Extrait : - "Désormais, répéta le perroquet comme un perroquet, Bisnaga sera régie par la religion, pas par la magie. La magie a trop longtemps été reine ici. Cette ville n'a pas poussé à partir de graines magiques ! Vous n'êtes pas des plantes qui seraient nées d'une telle origine végétale ! Vous avez tous des souvenirs, vous connaissez tous vos ancêtres, qui ont bâti la ville avant votre naissance. Ces souvenirs sont authentiques et n'ont pas été implantés dans votre cerveau par quelque sorcière chuchotante. Cet endroit a une histoire. Il ne résulte pas de l'invention d'une sorcière. Nous allons réécrire l'histoire de Bisnaga de façon à en extirper la sorcière et ses sorcières de filles également. Cette ville est comme toutes les autres mais en plus glorieux, c'est la ville la plus glorieuse de tout le pays. Ce n'est pas un tour de magie. Nous déclarons aujourd'hui que Bisnaga est libérée de la sorcellerie et décrétons en outre que la sorcellerie y sera passible de mort.
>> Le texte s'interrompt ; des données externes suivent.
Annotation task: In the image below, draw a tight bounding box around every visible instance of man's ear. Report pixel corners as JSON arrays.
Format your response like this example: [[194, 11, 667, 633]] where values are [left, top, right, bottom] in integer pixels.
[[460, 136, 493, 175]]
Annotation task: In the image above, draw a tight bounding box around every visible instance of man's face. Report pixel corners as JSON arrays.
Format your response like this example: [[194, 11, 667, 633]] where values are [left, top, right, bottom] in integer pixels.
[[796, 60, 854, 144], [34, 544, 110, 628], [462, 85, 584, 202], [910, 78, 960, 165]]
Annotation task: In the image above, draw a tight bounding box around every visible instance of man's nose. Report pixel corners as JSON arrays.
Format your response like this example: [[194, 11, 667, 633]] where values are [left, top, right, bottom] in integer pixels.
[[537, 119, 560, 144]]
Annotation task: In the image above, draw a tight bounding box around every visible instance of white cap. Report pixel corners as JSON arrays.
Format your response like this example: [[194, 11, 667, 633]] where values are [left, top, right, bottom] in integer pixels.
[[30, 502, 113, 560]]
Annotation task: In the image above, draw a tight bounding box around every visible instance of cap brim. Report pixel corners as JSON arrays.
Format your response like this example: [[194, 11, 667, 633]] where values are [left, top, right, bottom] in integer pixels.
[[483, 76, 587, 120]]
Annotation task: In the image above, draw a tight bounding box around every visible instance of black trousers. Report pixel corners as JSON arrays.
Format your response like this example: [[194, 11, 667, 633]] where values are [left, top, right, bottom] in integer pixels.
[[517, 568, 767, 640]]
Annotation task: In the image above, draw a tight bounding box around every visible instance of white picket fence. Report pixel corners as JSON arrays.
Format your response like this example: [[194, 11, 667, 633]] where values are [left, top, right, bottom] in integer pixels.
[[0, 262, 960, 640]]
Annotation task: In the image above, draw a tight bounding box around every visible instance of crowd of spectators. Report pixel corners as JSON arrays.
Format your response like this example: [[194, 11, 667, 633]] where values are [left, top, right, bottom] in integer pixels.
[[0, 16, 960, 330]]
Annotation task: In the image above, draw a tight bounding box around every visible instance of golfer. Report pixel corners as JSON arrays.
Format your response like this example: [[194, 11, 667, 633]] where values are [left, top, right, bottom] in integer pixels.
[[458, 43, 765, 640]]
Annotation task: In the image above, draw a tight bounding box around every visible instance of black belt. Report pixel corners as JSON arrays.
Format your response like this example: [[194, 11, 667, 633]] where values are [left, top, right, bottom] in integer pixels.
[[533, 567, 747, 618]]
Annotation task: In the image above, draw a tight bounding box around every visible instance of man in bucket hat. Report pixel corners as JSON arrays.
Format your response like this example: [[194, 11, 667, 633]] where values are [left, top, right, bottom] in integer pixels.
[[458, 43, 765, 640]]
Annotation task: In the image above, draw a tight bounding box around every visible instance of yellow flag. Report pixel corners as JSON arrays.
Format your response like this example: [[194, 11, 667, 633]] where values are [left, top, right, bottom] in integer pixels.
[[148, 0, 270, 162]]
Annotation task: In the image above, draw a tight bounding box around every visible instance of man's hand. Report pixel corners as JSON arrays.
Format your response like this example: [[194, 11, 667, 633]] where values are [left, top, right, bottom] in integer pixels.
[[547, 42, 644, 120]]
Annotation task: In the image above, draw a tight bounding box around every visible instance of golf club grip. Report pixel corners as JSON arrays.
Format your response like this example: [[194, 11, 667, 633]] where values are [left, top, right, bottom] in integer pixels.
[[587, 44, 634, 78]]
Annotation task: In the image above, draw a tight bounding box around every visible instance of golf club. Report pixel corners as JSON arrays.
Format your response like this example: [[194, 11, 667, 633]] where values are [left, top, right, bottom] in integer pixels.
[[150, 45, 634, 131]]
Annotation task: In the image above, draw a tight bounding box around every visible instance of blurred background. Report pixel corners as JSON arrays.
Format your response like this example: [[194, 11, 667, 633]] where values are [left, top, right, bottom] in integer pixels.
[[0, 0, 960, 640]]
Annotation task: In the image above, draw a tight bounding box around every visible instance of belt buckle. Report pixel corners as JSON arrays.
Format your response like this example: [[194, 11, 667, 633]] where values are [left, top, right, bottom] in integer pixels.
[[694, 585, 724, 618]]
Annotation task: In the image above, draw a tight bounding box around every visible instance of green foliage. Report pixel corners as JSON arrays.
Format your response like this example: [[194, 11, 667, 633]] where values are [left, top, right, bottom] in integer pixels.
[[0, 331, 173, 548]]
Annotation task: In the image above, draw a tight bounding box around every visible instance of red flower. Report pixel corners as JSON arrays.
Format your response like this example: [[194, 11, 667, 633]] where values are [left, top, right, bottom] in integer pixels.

Désormais c'est notre récit, et lui seul, qui prévaudra car il est le seul vrai. Tous les récits mensongers seront supprimés. Celui de Pampa Kampana en fait partie, il est empli d'idées erronées. Il ne lui sera accordé aucune place dans l'histoire de l'empire. Soyons clair. La place d'une femme n'est pas sur le trône. Elle est, et sera désormais, à la maison."